Baker Hughes has announced that it has achieved revenues of $6.6 billion in Q3 2023, up 24% year-over-year (YoY).
Baker Hughes reported net income of $518 million for the quarter, up $534 million YoY, in addition to adjusted net income (a non-GAAP measure) of $427 million for the quarter, up $163 million YoY.
Additionally, the Houston-based company reported adjusted EBITDA (a non-GAAP measure) of $983 million for the quarter, up 30% YoY.
“We were pleased with our third quarter results and remain optimistic about the outlook. We maintained strong order performance in both Industrial & Energy Technology (IET) and Oilfield Services & Equipment (OFSE), with large awards coming from Venture Global in liquefied natural gas (LNG) and Vår Energi in subsea,” said Lorenzo Simonelli, Baker Hughes chairman and chief executive officer.
We also delivered strong operating results at the upper end of our EBITDA* guidance range, booked almost $100 million of new energy orders, and generated $592 million of free cash flow. We continue to see positive momentum across our portfolio despite persisting global economic uncertainty,” Simonelli added.
Simonelli emphasized the importance of monitoring the discipline of major oil producers, the pace of oil demand growth in the face of economic uncertainty, and geopolitical risks as key factors for the future.
“Oil prices have rebounded as the combination of resilient oil demand and production cuts has tightened the market. As a result, the oil market is likely to see inventory draws through the rest of 2023,” he noted.
Globally, the company expects 2023 LNG demand to approach 410 million tons per annum (mtpa), or up about 2% compared to last year. With an estimated global nameplate capacity of 490 MTPA this year, effective utilization is expected to be over 90%, which has historically represented a tight market. As a result, the LNG project pipeline remains strong, both in the U.S. and internationally.
“Outside of the upstream markets, the global LNG market remains fundamentally tight despite recent economic softness.

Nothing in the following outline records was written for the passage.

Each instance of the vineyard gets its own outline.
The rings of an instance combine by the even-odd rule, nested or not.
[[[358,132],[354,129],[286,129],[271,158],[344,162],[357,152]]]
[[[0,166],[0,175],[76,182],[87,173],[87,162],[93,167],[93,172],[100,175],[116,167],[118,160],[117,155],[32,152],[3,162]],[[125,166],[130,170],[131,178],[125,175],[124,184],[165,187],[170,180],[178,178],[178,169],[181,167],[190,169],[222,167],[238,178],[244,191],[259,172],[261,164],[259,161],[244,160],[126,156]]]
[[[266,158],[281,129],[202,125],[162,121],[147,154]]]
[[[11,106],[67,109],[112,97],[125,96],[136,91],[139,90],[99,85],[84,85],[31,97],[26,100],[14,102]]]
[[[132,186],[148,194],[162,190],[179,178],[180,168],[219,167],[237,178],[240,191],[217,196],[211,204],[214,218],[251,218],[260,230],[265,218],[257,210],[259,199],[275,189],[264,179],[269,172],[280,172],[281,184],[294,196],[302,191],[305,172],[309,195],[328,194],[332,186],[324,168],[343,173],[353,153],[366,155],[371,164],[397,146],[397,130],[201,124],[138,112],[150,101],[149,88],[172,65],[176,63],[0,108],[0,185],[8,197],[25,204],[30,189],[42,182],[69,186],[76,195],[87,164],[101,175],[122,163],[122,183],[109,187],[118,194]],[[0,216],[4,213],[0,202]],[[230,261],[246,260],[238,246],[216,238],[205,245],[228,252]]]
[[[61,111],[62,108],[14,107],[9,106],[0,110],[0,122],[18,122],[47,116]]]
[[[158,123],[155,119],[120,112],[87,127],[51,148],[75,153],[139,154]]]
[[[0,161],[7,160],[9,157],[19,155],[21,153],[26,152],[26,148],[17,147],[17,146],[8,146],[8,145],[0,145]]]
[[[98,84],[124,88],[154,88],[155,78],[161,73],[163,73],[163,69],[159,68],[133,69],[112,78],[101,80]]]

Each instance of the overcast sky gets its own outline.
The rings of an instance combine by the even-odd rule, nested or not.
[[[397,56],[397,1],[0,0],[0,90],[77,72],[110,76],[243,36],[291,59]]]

This tightness is evidenced by the recent LNG price spikes that resulted from the current Middle East conflict and strikes by LNG workers in Australia, which temporarily interrupted operations at several LNG facilities,” Simonelli explained.
Baker Hughes is focused on enhancing its position as a leading energy technology company. The company anticipates continued growth in both its IET and OFSE segments.
“While there is a growing consensus the energy transition will likely take longer and be more complex than many expected, our unique portfolio is set to benefit irrespective of the pace of development. Importantly, we are laying the foundation today for a more durable earnings and free cash flow growth profile, enabling best-in-class returns and structurally increasing shareholder returns. I want to thank our shareholders, our customers, and our employees for their continued support as we continue to take energy forward,” Simonelli concluded.